Authors: Han Zhou, Adam X. Yang, Laurence Aitchison, Anna Korhonen, Albert Q. Jiang

Summary: RLVR has become the leading paradigm for improving LLM reasoning, but it requires verifiable rewards — a precondition that fails for open-ended reasoning tasks where correctness cannot be checked automatically. Reasoning Arena uses trace tournaments (pairwise comparisons of reasoning chains by other LLMs) as a reward signal when verifiable rewards are unavailable, enabling RLVR-style training on a much wider problem class.

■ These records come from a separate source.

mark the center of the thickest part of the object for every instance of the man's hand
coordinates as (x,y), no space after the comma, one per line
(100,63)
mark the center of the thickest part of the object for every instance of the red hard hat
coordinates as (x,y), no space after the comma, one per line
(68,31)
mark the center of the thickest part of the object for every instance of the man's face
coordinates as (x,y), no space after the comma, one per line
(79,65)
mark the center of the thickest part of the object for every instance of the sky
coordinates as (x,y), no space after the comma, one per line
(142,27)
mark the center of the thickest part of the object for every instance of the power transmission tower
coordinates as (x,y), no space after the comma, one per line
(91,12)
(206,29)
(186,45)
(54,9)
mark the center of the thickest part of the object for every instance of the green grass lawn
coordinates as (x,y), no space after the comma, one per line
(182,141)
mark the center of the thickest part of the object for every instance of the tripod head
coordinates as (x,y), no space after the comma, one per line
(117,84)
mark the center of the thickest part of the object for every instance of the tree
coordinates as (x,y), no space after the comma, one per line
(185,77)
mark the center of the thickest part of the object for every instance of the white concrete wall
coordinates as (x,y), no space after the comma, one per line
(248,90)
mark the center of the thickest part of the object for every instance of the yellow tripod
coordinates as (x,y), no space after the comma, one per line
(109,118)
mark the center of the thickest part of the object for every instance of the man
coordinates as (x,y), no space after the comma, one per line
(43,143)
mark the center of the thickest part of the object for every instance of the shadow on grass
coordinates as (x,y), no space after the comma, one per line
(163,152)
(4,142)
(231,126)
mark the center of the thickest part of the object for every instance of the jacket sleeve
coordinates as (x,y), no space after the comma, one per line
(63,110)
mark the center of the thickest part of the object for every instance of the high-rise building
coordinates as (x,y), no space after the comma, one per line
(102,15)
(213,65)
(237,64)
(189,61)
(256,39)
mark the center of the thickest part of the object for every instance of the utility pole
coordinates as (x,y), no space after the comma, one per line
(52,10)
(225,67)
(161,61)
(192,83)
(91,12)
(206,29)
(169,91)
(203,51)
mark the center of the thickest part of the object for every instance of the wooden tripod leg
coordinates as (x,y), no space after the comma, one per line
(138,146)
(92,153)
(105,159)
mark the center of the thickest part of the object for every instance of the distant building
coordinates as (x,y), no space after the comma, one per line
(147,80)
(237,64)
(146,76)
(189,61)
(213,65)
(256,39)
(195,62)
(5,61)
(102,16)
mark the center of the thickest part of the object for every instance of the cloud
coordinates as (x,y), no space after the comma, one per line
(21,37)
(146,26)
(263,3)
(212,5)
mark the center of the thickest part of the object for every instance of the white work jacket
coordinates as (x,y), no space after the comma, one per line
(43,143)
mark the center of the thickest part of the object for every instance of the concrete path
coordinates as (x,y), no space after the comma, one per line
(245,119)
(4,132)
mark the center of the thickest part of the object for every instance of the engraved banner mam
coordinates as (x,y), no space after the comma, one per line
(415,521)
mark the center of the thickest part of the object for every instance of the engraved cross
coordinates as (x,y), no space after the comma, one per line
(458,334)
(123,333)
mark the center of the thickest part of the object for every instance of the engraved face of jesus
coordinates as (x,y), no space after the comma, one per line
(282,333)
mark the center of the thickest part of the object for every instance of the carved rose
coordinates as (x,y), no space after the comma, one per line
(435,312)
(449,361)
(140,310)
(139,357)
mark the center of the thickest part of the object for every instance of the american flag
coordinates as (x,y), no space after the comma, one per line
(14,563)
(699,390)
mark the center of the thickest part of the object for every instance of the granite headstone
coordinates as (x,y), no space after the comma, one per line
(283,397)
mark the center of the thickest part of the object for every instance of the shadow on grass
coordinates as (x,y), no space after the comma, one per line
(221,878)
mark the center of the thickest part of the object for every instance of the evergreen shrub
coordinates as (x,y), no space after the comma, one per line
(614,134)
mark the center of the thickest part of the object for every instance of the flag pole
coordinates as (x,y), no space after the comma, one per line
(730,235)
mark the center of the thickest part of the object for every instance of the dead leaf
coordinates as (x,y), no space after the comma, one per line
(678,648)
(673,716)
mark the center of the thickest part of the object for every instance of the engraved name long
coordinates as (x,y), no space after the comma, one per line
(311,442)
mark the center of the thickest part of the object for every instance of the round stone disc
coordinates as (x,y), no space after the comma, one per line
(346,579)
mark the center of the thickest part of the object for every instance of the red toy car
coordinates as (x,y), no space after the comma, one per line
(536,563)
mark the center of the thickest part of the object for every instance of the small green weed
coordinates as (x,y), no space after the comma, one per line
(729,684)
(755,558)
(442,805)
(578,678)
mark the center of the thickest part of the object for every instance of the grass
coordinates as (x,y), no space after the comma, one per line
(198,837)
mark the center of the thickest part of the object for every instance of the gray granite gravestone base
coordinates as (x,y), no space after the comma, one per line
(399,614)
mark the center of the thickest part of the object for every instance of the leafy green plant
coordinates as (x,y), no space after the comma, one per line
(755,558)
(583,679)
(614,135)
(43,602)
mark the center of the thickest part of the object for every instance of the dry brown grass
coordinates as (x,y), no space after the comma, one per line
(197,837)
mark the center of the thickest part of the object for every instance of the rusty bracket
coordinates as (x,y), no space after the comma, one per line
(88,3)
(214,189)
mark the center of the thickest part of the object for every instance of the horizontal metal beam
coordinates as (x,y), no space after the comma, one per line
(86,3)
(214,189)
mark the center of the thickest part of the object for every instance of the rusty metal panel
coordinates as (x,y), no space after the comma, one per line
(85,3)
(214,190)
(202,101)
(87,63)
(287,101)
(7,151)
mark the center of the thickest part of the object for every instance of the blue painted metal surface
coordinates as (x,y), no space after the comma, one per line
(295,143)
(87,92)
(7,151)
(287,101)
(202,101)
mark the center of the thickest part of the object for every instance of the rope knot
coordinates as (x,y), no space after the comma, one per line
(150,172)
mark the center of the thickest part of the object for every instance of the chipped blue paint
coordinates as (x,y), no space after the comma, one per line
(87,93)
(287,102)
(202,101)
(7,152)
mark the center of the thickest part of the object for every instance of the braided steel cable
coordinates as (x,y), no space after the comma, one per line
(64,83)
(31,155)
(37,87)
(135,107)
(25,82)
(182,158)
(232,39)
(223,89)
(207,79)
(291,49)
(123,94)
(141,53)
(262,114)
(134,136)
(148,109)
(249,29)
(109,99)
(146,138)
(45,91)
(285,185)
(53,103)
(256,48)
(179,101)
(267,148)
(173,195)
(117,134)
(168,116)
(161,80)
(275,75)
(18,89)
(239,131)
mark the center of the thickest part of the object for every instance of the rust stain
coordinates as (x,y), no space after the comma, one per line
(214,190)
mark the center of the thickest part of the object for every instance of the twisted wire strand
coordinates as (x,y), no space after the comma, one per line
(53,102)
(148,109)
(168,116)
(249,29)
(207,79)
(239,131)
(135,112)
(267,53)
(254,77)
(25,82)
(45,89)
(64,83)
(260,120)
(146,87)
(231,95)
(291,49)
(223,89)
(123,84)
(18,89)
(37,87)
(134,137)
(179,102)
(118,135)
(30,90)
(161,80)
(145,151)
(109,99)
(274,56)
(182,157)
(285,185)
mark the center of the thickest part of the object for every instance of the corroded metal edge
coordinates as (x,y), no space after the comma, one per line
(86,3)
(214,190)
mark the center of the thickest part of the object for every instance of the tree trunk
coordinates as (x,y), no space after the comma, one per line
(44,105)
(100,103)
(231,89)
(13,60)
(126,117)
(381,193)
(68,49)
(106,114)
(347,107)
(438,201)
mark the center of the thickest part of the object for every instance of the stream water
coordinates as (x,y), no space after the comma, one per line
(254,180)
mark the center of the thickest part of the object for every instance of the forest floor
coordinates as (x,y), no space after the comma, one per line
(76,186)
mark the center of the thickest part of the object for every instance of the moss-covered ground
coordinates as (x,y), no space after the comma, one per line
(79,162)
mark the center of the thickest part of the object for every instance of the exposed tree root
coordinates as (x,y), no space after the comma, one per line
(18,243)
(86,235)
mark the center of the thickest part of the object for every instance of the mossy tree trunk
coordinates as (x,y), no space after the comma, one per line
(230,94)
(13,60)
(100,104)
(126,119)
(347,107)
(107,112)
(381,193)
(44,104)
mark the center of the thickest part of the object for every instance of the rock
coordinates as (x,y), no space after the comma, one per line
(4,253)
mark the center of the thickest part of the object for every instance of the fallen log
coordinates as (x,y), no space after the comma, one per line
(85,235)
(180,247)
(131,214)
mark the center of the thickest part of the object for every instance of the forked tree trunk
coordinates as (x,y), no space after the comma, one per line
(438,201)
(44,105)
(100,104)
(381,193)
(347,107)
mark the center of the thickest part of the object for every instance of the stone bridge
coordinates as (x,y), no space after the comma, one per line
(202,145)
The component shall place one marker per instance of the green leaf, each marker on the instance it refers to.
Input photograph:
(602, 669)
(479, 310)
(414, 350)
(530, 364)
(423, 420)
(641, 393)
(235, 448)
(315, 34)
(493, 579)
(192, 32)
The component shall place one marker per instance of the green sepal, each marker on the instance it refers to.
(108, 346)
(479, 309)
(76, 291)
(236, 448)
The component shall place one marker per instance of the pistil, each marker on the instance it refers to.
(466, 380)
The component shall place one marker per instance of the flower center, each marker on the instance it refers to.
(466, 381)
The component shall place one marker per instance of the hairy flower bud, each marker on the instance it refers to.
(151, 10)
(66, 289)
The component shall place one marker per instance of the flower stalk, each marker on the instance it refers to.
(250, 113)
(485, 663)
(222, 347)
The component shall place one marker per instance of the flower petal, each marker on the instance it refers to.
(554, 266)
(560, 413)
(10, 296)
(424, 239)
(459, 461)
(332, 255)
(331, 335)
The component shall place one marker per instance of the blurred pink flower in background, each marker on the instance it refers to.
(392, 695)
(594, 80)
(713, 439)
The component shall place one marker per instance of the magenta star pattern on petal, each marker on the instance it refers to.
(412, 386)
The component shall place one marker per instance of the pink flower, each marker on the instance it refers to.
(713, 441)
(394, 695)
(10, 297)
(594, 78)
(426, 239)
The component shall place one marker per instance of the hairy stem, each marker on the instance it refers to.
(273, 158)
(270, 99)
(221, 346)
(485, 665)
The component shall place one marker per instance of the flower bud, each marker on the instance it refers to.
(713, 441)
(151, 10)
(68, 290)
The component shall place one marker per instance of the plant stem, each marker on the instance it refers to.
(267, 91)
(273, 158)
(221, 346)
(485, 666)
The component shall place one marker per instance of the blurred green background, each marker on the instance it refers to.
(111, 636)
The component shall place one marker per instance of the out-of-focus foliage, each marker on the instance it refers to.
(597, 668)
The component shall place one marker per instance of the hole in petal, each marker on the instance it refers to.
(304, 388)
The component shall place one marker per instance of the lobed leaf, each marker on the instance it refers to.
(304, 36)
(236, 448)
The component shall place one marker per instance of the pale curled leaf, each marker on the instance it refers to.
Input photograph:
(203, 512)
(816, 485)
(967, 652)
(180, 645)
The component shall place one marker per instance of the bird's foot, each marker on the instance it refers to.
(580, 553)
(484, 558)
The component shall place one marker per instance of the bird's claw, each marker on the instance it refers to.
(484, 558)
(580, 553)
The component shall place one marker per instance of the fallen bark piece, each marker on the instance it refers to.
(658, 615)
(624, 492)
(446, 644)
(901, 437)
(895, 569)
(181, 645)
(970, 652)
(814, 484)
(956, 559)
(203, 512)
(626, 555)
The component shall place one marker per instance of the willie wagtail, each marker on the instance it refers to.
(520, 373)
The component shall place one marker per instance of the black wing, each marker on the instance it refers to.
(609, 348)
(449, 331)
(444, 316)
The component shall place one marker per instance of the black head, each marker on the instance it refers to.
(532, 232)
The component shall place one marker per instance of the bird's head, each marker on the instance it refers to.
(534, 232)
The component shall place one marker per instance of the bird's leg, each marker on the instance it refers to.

arxiv: arxiv.org/abs/2606.09380

Sources: HuggingFace Daily Papers

Why trending: Extends RLVR beyond math/code to open-domain reasoning — a long-standing limitation — with a practical tournament-based alternative to verifiable rewards.


20. Why Muon Outperforms Adam: A Curvature Perspective

Authors: Shuche Wang, Fengzhuo Zhang, Jiaxiang Li, Dirk Bergemann, Zhuoran Yang

Summary: Muon improves LLM training efficiency over Adam by roughly 2× but the geometric reason for this advantage has been unclear. This paper provides a curvature-based analysis showing that Muon’s update direction better aligns with the loss landscape’s principal curvature directions, explaining why it escapes sharp minima more effectively than Adam’s coordinate-wise scaling.

arxiv: arxiv.org/abs/2606.04662

Sources: HuggingFace Daily Papers

Why trending: Muon has attracted intense practitioner interest as an Adam alternative; this theoretical grounding from a curvature perspective is exactly the mechanistic explanation the community has been waiting for.